Oh I see...LOL, I thought by best you meant best selling. 

If you mean best as far as the fun factor...there are a lot of good ones. If you like building up your base over time, and gathering resources as well as progressing through "ages", try this GEM out! (Probably MY favorite strat. game)

[video=youtube;NRNbMv5RRMM]http://www.youtube.com/watch?v=NRNbMv5RRMM[/video]

Feels a lot like AOE, but more modern.

R.u.s.e. is super fun as well...

http://www.youtube.com/watch?v=wgMtI3YrTW8 (Can only post one embedded Youtube video per post)

Ruse being more like a capture-points-to-gain-resources game, and Rise of Nations being VERY similar to the way AOE operates; Recourse gathering, progressing through ages in time...ect. But instead of tribes it is nations. The single player campaign on both is super entertaining. Multiplyer being better on R.O.N. IMO, but RON is a way older game, so there is probably little-to-no servers for it.

Oh man...watching that RON video brings me back.


----------



## Padawanbater2 (Jul 27, 2013)

Yep, I remember RON! That game was awesome just like AOE! I forgot about it till you posted that clip! Great game! 

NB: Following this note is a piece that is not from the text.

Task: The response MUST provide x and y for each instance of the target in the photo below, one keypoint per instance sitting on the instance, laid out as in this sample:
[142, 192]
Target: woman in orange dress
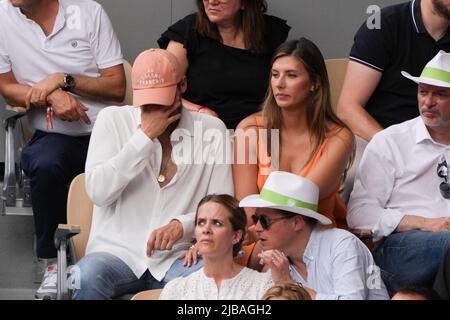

Time to look for a torrent!! lol!

I started out with real time strategy games like that with Fallout 2, son of a bitch that game was amazing back in the day, I think I was in middle school when I was playing that on my shitty HP PC. I remember I used to stay home from school just to play it! The goryness factor definitely appealed to my mind back then, that stuff was amazing, next level, shit you'd only see in movies.. It's interesting to watch the evolution from a vantage point of knowing and playing the origin of the series, same thing with GTA, I was there from almost the beginning, GTA2, top view, fucking amazing game! This was in like 1995,1996, then GTA3 came out when I was in middle school around 1999, 2000. A buddy of mine bought it for PS2 and we played it endlessly! Vice City, San Andreas, 4, now V! I can't even remember the last time I was this excited for a game, probably not since BF3! Rockstar is a really interesting company, I have a feeling the artists behind the games are hardcore gamers themselves, they know what gamers want and what to put into their games. A friend of mine and I have been talking about a game like this since the early 2000's, I can't wait to see what the future of gaming holds, holy shit! Especially with new tech like the Oculus Rift!


----------



## rizzlaking (Jul 30, 2013)

all the command and conquers and a lot RTS games 

pc was always my true love sigh , to expensive to maintain at the moment


----------